Wat te doen met vaders erfenis?

Soms krijgen erfgenamen een wel heel ongewone nalatenschap in de schoot geworpen. Wat móet je ermee?

Hieronder vertellen drie kinderen over hun erfenis en hoe zij zich over hun vaders passie ontfermden.

Max Kooijmans (59) erfde met zijn broers en zus hun vaders modelspoorbaan van vier verdiepingen


vaderserfenis1‘Onze vakanties brachten we vroeger altijd door op stations. Mijn moeder en zusje dronken dan koffie in de restauratie, en mijn vader, broers en ik stonden uren op de perrons. Daar ontsluierde mijn vader de geheimen van het spoor. De omroepberichten, de wissels, de ­treintijden. Ademloos luisterden we naar het ­ritmische geluid van een naderende trein, het in- en uitstappen van de passagiers, het fluitsignaal, vertrek. Uit elk land namen we als souvenir een treintje mee en Sinterklaas gaf elk van ons ieder jaar een langwerpig blauw pakje – een locomotief.

Die treinen kregen vervolgens een plek op zolder, op het grote spoor van mijn vader. “Nu vertrekt de trein van Max!” riep hij dan enthousiast. Ik weet nog dat we gefascineerd toekeken, staand op onze stoelen.

Elke dag was mijn vader op zijn zolderkamer te vinden: een enorme ruimte die was volgebouwd met zijn baan, die uit vier verdiepingen bestond. Eigenhandig construeerde hij zijn ­eigen ratelende wereld. Hij maakte bergen en huizen en voorzag alle treinen van elektronica en stroom. Een oude telefooncentrale zorgde ervoor dat 23 treinen tegelijkertijd konden ­lopen.

Toen overleed mijn vader. Na een jaar nam mijn moeder afscheid van de rails. De treinen belandden bij mij op zolder, in dozen. Mijn broers, zus en ik waren niet gelukkig met die situatie en gingen op zoek naar een nieuw ­onderkomen. We wilden de collectie graag compleet houden, maar konden ’m geen ­vaste plek geven in huis. Want in wiens huis zou hij mogen staan? Kiezen was onmogelijk. En de verzameling ieder jaar verhuizen, was niet te doen.

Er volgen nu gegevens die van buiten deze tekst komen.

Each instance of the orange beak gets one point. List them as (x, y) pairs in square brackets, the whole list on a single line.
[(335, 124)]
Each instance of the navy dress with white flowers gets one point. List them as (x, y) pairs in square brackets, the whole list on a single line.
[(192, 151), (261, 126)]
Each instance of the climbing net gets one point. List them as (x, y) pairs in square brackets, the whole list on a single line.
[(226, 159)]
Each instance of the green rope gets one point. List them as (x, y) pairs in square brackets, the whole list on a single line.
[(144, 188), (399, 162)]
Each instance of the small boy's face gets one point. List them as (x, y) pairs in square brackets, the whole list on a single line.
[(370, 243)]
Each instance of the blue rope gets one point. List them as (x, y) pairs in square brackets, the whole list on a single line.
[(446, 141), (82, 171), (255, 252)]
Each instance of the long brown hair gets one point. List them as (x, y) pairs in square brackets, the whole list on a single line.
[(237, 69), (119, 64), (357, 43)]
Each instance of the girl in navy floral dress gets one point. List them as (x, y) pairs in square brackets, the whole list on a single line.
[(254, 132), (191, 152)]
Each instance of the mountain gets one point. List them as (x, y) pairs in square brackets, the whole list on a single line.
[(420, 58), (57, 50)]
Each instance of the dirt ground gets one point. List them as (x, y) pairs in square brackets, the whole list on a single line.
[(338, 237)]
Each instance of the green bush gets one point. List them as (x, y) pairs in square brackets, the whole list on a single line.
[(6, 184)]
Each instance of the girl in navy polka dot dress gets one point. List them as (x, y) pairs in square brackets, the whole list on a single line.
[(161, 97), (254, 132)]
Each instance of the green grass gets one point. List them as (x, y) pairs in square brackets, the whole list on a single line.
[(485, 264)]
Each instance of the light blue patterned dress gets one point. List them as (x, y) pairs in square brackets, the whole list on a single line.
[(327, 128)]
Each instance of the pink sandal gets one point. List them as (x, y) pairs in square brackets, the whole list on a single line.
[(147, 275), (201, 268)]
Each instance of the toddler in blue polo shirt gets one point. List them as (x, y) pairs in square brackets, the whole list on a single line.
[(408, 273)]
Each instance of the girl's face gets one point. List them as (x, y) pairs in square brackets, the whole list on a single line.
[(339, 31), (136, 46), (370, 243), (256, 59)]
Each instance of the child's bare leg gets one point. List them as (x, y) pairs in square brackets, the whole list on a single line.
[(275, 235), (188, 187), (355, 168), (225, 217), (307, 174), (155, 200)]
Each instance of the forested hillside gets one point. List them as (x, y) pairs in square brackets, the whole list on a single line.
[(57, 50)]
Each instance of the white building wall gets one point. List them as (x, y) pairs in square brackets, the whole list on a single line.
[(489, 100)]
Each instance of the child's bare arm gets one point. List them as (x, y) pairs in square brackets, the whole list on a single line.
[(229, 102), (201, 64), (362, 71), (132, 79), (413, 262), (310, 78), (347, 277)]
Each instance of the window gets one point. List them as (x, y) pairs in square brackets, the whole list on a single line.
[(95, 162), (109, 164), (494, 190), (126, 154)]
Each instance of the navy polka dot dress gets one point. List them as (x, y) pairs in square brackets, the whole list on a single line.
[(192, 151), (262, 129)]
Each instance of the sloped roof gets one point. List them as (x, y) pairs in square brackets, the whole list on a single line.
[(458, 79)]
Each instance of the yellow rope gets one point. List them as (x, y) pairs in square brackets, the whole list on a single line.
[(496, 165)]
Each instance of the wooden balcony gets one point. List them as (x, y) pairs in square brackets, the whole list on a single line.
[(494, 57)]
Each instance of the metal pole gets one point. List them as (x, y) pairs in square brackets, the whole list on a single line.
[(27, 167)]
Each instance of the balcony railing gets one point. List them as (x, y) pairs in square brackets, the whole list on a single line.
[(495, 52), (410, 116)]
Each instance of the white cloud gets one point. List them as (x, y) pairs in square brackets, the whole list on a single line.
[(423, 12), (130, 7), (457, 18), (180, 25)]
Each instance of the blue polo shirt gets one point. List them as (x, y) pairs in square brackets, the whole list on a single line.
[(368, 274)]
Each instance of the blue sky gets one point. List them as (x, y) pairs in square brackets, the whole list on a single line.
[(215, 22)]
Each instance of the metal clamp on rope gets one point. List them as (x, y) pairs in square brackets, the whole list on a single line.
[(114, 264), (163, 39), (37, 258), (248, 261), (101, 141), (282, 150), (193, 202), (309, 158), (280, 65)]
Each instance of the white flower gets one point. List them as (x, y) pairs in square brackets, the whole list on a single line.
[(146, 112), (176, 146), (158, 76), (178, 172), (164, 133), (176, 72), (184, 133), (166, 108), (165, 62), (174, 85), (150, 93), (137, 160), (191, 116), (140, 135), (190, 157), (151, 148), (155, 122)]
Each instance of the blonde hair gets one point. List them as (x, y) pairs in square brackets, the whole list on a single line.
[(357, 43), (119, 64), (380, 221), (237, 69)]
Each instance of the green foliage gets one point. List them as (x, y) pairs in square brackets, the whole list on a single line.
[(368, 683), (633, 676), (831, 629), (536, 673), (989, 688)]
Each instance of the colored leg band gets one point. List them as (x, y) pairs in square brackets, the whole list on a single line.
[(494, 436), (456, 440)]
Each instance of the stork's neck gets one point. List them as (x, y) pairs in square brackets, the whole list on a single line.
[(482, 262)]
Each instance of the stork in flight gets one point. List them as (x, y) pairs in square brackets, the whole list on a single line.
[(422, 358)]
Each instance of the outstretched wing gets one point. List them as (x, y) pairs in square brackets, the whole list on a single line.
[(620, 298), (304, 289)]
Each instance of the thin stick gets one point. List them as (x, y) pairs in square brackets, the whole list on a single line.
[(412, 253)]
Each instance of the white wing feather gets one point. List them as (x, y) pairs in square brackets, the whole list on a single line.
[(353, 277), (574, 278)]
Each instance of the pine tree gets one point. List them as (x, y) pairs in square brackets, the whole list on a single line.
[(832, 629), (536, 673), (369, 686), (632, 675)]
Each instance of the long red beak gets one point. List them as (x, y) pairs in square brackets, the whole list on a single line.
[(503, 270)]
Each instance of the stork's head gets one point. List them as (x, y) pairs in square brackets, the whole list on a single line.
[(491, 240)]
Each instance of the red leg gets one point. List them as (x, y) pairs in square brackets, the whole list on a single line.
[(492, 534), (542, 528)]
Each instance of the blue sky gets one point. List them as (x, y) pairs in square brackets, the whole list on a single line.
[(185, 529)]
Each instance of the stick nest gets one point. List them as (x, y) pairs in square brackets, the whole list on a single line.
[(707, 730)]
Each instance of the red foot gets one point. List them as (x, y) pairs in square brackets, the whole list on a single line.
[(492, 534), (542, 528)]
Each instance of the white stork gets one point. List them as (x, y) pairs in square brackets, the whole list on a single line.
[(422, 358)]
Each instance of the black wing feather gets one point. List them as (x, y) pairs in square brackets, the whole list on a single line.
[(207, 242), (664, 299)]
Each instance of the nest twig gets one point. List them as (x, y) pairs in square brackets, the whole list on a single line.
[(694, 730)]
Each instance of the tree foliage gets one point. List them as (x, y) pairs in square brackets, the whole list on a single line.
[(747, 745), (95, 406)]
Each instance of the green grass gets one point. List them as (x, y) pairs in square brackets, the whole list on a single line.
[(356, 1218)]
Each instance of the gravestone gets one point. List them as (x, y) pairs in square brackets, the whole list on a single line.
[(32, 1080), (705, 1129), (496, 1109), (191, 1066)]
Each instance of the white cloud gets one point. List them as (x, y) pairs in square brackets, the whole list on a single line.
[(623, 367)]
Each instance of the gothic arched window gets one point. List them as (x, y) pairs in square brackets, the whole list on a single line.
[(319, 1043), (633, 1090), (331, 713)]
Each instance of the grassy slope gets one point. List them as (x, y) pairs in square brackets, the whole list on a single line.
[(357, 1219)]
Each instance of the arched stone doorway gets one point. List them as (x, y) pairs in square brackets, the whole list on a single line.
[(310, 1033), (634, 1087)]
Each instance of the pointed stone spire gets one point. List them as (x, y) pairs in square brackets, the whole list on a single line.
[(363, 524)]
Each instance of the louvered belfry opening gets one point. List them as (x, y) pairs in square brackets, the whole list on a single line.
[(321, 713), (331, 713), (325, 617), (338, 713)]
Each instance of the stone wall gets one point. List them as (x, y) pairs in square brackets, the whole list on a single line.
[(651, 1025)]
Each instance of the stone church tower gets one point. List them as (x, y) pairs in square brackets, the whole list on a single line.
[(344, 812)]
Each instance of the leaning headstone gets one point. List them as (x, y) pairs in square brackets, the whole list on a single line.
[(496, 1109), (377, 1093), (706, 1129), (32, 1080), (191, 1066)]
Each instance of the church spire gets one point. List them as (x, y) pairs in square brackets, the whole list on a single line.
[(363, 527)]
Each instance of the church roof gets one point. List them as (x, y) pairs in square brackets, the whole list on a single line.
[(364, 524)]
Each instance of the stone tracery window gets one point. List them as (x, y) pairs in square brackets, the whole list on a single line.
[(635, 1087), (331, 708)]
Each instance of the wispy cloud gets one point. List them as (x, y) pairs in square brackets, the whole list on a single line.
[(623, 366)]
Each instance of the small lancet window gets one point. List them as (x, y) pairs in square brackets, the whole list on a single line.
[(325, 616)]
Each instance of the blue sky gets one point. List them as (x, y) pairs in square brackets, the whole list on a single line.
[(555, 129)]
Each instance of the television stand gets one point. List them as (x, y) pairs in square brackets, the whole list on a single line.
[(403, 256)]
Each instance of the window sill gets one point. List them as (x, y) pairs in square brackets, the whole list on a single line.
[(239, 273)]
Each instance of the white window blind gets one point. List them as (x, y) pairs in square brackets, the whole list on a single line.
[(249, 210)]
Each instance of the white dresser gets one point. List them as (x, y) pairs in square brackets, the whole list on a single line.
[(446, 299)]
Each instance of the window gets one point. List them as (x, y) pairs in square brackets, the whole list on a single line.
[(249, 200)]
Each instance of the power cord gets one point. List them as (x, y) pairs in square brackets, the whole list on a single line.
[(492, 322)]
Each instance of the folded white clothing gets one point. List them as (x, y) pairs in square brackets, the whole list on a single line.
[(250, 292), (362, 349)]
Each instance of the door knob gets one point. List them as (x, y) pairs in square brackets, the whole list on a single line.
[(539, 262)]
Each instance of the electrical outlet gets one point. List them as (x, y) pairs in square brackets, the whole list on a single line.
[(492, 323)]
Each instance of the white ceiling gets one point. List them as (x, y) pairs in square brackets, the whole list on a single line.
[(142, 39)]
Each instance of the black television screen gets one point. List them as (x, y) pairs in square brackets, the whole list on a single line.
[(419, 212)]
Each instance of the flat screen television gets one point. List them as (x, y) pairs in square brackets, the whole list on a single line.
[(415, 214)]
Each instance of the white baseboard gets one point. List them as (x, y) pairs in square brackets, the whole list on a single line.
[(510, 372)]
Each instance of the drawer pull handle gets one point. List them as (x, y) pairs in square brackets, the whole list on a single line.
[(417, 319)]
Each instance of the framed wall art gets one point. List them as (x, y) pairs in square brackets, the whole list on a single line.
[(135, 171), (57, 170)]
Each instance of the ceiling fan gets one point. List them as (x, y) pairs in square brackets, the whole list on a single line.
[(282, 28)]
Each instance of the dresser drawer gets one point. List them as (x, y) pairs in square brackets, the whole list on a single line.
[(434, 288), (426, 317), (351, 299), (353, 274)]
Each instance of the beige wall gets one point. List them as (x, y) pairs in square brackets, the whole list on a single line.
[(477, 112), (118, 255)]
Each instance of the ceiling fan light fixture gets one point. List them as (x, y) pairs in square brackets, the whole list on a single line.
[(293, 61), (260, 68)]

Iemand attendeerde ons op Het Nationaal Modelspoor Museum in Sneek. Daar staat nu ons gezamenlijk verleden, in vaste bruikleen, in onze eigen vitrine: de vakanties, de sinterklaasavonden, mijn vaders reizen. Alles vertegenwoordigd door honderden oude treintjes.”

Hans van Rotterdam (51) erfde zijn vaders verzameling van 35.000 suikerzakjes

‘Sigarenbandjes, postzegels, tafelbellen, portretten. Mijn vader verzamelde van alles.Maar het langst en intensiefst was hij bezig met zijn enorme verzameling suikerzakjes.

Zo’n 35.000 heeft hij er in zijn leven bij elkaar gespaard. Op zijn kantoordeur had hij standaard een briefje hangen: ‘Ik verzamel suikerzakjes.’ Iedereen spaarde met hem mee: familie, vrienden, de operetteclub.

Op het bureau in zijn kamer stonden alle mappen met zakjes, keurig gesorteerd op alfabet. Nieuwe aanwinsten behandelde hij uiterst nauwkeurig. Eén voor één bekeek hij de zakjes, opende ze voorzichtig en haalde de suiker er tot de laatste korrel uit. Daarna werden de zakjes ­gealfabetiseerd en op de juiste pagina geplakt in één van zijn ordners. Met de hand hield hij een ­index bij. Op plaatsnaam kon hij ze dan weer terugvinden.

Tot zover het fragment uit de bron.